Bersani? Troppo legato ai vecchi schemi

Il Mattino, 29/06/2009

 

Soro: io sto con Dario, dà la garanzia di non essere ostaggio del passato
«Tra le caratteristiche di Parisi non c’è mai stato l’entusiasmo per il presente. Le voci allarmiste o, come nel caso citato, tendenzialmente nichiliste non sono utili. Il Pd non è un’armata Brancalcone, non vive guardando all’indietro. E il congresso non va vissuto come ultima spiaggia ma come momento di maturazione, di confronto sereno tra due leadership, due modi di intendere il partito e l’Italia»: Antonello Soro, presidente dei deputati democratici, replica al professore ulivista e spiega perché lui sosterrà Franceschini.

Eppure si parte con uno scontro duro.
«Invito a riflettere: questo è il primo congresso del Pd dalla sua fondazione, ed è anche il congresso dell’unico partito che oggi, in Italia, si celebra ancora, Questa desuetudine alla democrazia finisce col far sembrare un momento di aberrazione o scontro deleterio quel che nelle democrazie dovrebbe essere fisiologico e normale: un sano, franco, confronto di idee».

In campo ci sono solo due nomi. E, più le tifoserie che i due candidati, si fa a gara per schiacciare l’avversario in un cliché: Franceschini voce del nuovismo veltroniano, Bersani nostalgico di una socialdemocrazia fuori tempo.
«Sono sicuro che nei prossimi giorni i candidati renderanno più esplicito il profilo del partito che hanno in mente e il loro programma. E che potremo giudicarli sulle cose concrete».

Lei appoggerà il segretario in carica..
«Conosco a fondo Franceschini col quale ho condiviso tutta la fase della transizione, dalla fondazione della Margherita alla nascita del Pd. So che ha la stessa mia idea di partito riformista, largamente radicato nella società ma con l’ambizione di non esserne solo l’interprete. Riformismo vuoi dire cercare consenso maggioritario per cambiare la società, non assecondarne le pulsioni come fa il centrodestra. Il Pd nasce dalla consapevolezza che le nostre storie di origine hanno esaurito la loro funzione. E Franceschini mi dà garanzia della volontà di non rimanere ostaggio di una biografia che, per sua fortuna, è più recente e meno impegnativa, tutta svolta nella storia ulivista».

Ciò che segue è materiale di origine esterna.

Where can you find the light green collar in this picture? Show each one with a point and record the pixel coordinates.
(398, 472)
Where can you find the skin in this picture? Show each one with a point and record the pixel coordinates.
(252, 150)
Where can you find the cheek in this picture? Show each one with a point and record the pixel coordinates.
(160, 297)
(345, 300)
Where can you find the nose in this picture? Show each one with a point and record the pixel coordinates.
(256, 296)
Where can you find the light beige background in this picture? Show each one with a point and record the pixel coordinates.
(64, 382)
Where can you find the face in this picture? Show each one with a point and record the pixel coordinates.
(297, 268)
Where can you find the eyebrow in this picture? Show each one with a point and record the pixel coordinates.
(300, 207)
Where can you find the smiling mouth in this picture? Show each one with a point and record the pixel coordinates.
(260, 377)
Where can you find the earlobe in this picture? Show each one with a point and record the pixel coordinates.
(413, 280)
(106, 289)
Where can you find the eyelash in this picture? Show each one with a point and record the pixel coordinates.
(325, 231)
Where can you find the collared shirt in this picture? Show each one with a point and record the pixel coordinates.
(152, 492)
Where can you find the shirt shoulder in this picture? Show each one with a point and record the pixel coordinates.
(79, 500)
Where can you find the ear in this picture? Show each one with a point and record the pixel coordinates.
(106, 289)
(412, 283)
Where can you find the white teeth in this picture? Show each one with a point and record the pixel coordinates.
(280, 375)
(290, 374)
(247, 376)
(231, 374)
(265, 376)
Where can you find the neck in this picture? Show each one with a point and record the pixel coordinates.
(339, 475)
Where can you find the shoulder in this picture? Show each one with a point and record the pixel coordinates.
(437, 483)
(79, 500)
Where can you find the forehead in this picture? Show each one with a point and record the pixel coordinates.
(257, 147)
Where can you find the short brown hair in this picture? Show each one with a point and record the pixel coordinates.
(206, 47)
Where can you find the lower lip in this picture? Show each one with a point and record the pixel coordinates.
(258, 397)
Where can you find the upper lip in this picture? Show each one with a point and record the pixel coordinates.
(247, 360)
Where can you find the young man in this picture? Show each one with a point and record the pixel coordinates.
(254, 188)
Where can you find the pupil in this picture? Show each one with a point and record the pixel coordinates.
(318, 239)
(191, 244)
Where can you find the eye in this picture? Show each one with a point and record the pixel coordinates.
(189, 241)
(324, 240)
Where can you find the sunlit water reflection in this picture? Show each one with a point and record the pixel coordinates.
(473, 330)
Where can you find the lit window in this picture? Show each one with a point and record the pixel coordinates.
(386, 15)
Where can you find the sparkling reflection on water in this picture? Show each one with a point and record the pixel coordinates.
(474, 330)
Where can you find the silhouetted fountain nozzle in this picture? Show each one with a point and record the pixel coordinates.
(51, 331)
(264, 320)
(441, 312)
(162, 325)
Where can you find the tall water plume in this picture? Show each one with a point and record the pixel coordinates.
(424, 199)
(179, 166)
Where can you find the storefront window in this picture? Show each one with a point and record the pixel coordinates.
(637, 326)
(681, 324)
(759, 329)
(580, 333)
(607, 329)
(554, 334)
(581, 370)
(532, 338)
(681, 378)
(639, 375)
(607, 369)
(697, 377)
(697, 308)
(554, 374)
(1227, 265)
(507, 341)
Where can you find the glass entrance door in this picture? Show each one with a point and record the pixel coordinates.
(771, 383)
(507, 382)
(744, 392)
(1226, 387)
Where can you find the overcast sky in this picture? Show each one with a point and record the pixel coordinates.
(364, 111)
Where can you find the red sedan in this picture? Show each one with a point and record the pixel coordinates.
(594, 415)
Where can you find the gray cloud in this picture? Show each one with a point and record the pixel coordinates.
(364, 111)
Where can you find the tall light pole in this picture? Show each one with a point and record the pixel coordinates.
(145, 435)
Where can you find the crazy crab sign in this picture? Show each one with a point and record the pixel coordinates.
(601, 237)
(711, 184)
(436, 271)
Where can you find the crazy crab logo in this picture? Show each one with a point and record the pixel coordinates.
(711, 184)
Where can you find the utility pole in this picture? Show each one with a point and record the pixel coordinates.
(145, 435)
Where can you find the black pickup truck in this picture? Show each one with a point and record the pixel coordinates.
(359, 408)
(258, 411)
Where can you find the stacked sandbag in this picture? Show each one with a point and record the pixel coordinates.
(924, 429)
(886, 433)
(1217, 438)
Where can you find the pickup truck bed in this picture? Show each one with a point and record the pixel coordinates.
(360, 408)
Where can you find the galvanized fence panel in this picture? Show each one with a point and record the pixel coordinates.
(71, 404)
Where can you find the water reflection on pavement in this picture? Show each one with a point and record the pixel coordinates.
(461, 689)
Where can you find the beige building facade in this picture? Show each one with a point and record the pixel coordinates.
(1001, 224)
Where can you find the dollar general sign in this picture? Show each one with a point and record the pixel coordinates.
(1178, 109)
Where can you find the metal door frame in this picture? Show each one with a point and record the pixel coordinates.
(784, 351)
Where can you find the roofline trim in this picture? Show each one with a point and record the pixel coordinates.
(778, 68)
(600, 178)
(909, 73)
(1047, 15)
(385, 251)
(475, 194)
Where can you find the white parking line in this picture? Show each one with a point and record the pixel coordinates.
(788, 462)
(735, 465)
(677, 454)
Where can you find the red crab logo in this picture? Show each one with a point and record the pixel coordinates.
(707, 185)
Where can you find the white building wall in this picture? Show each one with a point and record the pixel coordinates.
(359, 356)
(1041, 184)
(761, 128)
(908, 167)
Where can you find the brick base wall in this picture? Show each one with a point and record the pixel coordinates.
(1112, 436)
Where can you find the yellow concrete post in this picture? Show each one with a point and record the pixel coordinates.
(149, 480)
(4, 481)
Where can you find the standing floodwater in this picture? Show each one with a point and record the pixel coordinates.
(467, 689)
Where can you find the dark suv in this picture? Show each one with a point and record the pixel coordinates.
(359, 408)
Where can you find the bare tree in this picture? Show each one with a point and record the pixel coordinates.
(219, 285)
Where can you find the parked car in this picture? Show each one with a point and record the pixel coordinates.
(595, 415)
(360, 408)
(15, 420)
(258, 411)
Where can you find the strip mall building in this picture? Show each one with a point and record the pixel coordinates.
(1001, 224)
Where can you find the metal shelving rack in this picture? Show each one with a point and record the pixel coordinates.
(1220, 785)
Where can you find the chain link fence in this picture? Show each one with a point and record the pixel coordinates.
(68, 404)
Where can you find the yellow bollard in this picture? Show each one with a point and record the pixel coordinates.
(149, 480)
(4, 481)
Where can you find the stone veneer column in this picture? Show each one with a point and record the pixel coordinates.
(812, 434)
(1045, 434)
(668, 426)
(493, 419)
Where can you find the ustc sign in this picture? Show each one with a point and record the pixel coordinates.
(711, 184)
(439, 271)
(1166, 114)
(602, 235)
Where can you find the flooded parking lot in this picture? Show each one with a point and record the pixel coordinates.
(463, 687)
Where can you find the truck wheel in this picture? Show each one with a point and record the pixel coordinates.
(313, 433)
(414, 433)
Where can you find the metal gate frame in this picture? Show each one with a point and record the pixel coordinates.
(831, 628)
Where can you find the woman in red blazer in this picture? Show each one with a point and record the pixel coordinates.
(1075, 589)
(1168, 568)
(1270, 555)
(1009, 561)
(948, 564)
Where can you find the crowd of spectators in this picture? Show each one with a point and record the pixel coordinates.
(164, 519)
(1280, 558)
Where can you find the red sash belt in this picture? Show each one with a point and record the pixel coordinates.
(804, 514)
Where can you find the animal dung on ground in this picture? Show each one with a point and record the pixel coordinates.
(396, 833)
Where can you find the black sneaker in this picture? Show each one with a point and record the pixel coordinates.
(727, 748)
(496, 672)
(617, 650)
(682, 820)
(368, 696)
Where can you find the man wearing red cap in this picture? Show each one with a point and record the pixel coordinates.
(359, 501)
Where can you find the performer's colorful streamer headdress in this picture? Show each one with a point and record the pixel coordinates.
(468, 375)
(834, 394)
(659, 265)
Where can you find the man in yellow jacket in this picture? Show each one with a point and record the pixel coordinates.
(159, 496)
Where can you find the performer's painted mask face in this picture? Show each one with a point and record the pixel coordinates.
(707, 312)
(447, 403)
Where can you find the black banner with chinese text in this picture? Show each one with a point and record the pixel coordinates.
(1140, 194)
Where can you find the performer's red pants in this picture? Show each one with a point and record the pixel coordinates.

Perché Bersani non le darebbe invece questa garanzia?
«Considero Bersani un dirigente di grande rilievo. Ma i suoi richiami al passato mi sembrano figli di una attitudine al riflesso condizionato della sua storia. Vedremo i programmi. Ma, ripeto, mi sembra che Franceschini abbia parole migliori per parlare all’Italia del nostro tempo, investendo sulla novità».

Proprio il nuovismo è sotto accusa.
«Innovazione non è sinonimo di improvvisazione. E, aggiungo, esperienza e competenza non sono esclusiva di chi dirige la politica del centrosinistra da quindici anni alternandosi nei diversi ruoli».

Non teme lo scontro Ds-Margherita e una successiva divisione?
«Ho sufficiente fiducia nel gruppo dirigente per pensare che tutti abbiamo l’intelligenza di comprendere che indietro non si torna. Certo, c’è chi pensa al profilo di un Pd che somigli di più all’evoluzione di uno dei partiti del passato. Ma lo troverei disastroso: il passato non è né tutto buono né tutto cattivo, ma è passato, appartiene a storie concluse per volontà comune ed autonoma. Il Pd è una cosa nuova, non la riproposizione del vecchio dualismo».

È passato anche il dualismo Veltroni-D’Alema?
«Intanto registro che Veltroni si è chiamato fuori dal ruolo di sponsor militante di un candidato. E noto una certa asimmetria, visto che D’Alema non l’ha fatto. Ma mi sembra una mancanza di considerazione per Franceschini e Bersani immaginarli come proiezione di Veltroni e di D’Alema. Hanno entrambi personalità autonoma per essere giudicati per i loro programmi».

Non hanno convinto, però i giovani «piombini» che cercano un terzo uomo.
«lo credo che siano emerse le due candidature più rappresentative e che quella domanda di innovazione possa trovare risposta, indipendentemente da una terza candidatura. Non c’è bisogno di far fiorire mille nomi, magari con l’obiettivo di far fallire le primarie. Ecco, questo può essere un punto dirimente per valutare le due proposte in campo. Le primarie non sono, come ho sentito dire in Direzione, un male inevitabile nel breve ma da rimuovere. Affidare la scelta del segretario ad una platea libera, che somiglia molto al paese è la scommessa principale, il tratto distintivo del Pd. Troverei disastroso se si pensasse di tornare ai signori delle tessere che si siedono ad un tavolo per negoziare quote di potere».